More Than a Conqueror

One of my favorite passages in the Bible is Romans 8:31-39:

31 What then shall we say to these things? If God is for us, who can be against us? 32 He who did not spare His own Son, but delivered Him up for us all, how shall He not with Him also freely give us all things? 33 Who shall bring a charge against God’s elect? It is God who justifies. 34 Who is he who condemns? It is Christ who died, and furthermore is also risen, who is even at the right hand of God, who also makes intercession for us. 35 Who shall separate us from the love of Christ? Shall tribulation, or distress, or persecution, or famine, or nakedness, or peril, or sword? 36 As it is written:

“For Your sake we are killed all day long;
We are accounted as sheep for the slaughter.”

37 Yet in all these things we are more than conquerors through Him who loved us. 38 For I am persuaded that neither death nor life, nor angels nor principalities nor powers, nor things present nor things to come, 39 nor height nor depth, nor any other created thing, shall be able to separate us from the love of God which is in Christ Jesus our Lord.

What is Paul referring to when he says, “What then shall we say to these things?”  “These things” refers to the entire breadth of God’s grace to lost sinners in the letter to this point.  For the Christian, God’s grace and our relationship with Him are the foundation for everything else in our lives.

When Paul asks, “If God is for us, who can be against us?” he does not mean that Christians will never face opposition;  rather, he is emphasizing that the conflicts we do face are greatly overshadowed by God’s love and grace toward us.  The basis for our confidence in God is that He “gave His only begotten Son” (John 3:16).  Since God the Father was willing to sacrifice His own Son in order to be reconciled with us, we can be confident that He will also give us the protection and security we need to follow Him.

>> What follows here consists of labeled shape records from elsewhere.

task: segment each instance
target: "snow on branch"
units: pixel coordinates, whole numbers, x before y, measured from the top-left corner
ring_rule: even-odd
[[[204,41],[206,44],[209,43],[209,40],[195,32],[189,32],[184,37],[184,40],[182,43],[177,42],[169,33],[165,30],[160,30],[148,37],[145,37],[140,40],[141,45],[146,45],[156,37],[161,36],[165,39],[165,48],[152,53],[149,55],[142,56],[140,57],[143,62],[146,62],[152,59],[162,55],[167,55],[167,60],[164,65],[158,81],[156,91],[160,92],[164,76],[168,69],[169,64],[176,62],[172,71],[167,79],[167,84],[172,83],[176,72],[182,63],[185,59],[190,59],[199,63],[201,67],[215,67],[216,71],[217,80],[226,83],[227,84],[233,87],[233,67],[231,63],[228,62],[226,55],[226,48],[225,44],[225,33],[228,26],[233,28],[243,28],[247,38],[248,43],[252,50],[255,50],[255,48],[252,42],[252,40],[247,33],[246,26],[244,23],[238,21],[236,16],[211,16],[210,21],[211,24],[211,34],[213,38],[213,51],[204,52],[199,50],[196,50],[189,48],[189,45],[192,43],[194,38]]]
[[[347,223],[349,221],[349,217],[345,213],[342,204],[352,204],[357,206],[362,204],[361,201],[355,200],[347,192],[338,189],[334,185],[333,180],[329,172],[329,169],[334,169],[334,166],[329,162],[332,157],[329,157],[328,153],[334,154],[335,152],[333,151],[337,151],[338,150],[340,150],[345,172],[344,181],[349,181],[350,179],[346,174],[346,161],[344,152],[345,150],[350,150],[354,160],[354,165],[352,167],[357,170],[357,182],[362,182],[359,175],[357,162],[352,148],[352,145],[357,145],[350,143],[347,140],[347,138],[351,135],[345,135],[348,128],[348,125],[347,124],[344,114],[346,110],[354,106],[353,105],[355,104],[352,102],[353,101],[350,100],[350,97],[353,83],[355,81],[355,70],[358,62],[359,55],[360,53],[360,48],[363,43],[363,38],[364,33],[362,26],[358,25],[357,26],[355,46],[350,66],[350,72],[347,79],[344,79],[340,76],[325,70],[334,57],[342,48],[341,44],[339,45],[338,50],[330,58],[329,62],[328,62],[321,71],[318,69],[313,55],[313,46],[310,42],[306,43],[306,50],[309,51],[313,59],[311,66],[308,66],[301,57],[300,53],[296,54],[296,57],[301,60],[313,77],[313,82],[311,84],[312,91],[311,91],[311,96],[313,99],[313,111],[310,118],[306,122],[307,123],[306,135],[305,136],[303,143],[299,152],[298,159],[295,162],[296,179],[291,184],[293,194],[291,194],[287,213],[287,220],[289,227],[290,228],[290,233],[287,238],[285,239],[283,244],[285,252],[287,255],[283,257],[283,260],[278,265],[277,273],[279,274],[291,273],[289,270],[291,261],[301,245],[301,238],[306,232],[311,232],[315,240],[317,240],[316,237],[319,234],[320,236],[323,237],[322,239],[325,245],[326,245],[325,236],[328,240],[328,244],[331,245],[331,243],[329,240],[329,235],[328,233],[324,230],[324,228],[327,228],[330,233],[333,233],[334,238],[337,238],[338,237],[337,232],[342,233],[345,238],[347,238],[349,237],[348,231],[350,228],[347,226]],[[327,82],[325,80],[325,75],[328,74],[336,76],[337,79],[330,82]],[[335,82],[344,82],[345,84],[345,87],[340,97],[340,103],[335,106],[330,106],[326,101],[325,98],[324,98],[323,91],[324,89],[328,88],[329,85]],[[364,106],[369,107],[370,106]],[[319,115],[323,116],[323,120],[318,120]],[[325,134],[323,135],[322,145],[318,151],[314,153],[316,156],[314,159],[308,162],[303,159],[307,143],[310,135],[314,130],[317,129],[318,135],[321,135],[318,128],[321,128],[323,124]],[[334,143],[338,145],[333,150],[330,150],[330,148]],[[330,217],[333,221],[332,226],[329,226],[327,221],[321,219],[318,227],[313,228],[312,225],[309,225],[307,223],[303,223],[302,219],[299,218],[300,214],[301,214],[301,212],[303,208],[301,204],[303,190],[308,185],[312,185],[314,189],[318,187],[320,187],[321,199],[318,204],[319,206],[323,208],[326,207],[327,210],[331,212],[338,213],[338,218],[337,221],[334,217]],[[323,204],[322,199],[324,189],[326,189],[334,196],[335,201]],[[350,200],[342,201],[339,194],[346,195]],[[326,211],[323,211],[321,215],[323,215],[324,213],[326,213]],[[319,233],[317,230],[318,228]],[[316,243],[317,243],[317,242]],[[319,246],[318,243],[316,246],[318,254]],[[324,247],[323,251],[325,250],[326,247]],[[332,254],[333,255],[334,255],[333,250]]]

What does Paul mean when he rhetorically asks, “Who shall bring a charge against God’s elect?”  In Revelation 12:10, Satan is called the “accuser of our brethren, who accused them before our God day and night.”  Because those of us who have received Jesus Christ as Savior are justified before God the Father through the blood of Jesus Christ, God sees the Christian as if they had never sinned.  The perfect righteousness of Jesus Christ has paid the penalty for my sin; therefore, God considers me blameless before Him.  Satan has no basis for accusing the Christian before God; the Christian’s sins have already been paid for.  As Paul puts it, Christ makes intercession for us. When Satan accuses the Christian before the Father, Jesus says, “I’ve already got it covered.”

Paul then rhetorically asks, “Who shall separate us from the love of Christ?” He then lists a catalog of situations that we think might be able to separate us from God: tribulation, distress, persecution, famine, nakedness, peril, and the sword.  Often, Christians think that when bad things happen, it’s because God has somehow rejected us.  We think God’s angry, so He’s punishing us by allowing us to suffer.  To emphasize his point, Paul quotes Psalm 44:22:

Yet for Your sake we are killed all day long;
We are accounted as sheep for the slaughter.

Paul’s point here is that God does not punish the Christian; Jesus Christ already took the punishment.  God does allow bad things to happen to the Christian, but not because God is punishing us.  Rather, God uses trials to produce character and hope.  In Romans 5:3-5, Paul tells the Christian:

3 And not only that, but we also glory in tribulations, knowing that tribulation produces perseverance; 4 and perseverance, character; and character, hope. 5 Now hope does not disappoint, because the love of God has been poured out in our hearts by the Holy Spirit who was given to us.”

Paul finishes Romans chapter 8 with one of the most profound promises found in Scripture.  Through Jesus Christ, the Christian is promised victory – and nothing can take that away from us.  Whether dead, or alive, we have victory in the love of Jesus Christ.  Angels cannot take our God’s love away; neither can demons (“principalities”) or human authorities (“powers”).  Time cannot affect our standing before God; nor can anything else in the universe.  We cannot even throw it away ourselves!  Our relationship with God through Jesus Christ is completely sealed; absolutely nothing can separate us from the love of God which is in Christ Jesus our Lord.

When I am struggling with my faith, or going through difficult times, I come back time and again to this promise for the strength and courage to press onward.  Times may be difficult – but nothing can separate me from the love of God which is in Christ Jesus my Lord!  I may be overwhelmed by my sin – but nothing can separate me from the love of God which is in Christ Jesus my Lord!  Those I love may let me down – but nothing can separate me from the love of God which is in Christ Jesus my Lord!

Yet in all these things I am more than a conqueror through Him who loves me.